For what it’s worth, CircleCI:
- Is a Docker-first platform, and is almost entirely based on Docker. Workers are Docker containers (except on macOS) and start almost instantly as a result, and overhead is quite low. Paid plans would almost certainly support intermediate layer caching.
- Definitely meets the requirement for having direct/premium support, and is hosted by them, but also has a self-hosted option.
- They have a sales team who would hopefully be able to answer your questions and provide concrete quotes.
- Has macOS and Linux workers available, and payment scales to capacity as set on the account.
- I believe the default resource constraints are 2CPUs x 4 GB, but the resource_class setting (available by support request) allows for scaling up to 8CPUs x 16 GB.
- Capacity is determined on the organization level, i.e. you set up a certain number of workers for the organization and those workers are always available right when the build starts.
As such, I think Circle at least covers the hard requirements. To the nice-to-haves, it’s worth asking sales about some of the things, but there are a few requirements that I can say are pretty much satisfied:
- The ability to log into the builders remotely to investigate spurious failures is built-in. One can re-run jobs with SSH and use any SSH keys associated with their GitHub account to log in.
- The ability to easily run and debug builds locally is also built-in—there is a CLI which can be used for config validation.
- Built-in caching support is also available. There is support for both shorter-term “caching” and longer-term “artifact” storage. (The former primarily for sharing between builds, the latter more for downloadable artifacts.)
- Pay-for-what-you-use might be possible. Scaling resource constraints is certainly easier on Circle than it is on Travis, from my experience.

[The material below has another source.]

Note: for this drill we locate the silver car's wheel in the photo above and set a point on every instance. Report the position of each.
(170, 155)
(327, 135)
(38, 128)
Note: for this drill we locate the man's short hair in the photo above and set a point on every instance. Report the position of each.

There are a large number of things that my team have found really nice, such as each commit getting multiple commit statuses on GitHub, so you can explicitly click on the “Details” and get right to the build, or mark certain job passes as “required” for branches to be mergeable. I think these things are configurable, if those are not wanted.
There are some cons, though.
- Circle’s web UI isn’t the most intuitive, nor is their configuration documentation bulletproof. They’re improving both of these things, but in their current forms they aren’t perfect.
- I’ve encountered some performance issues with loading logs from builds with lots of output, in that it just takes time to load the logs.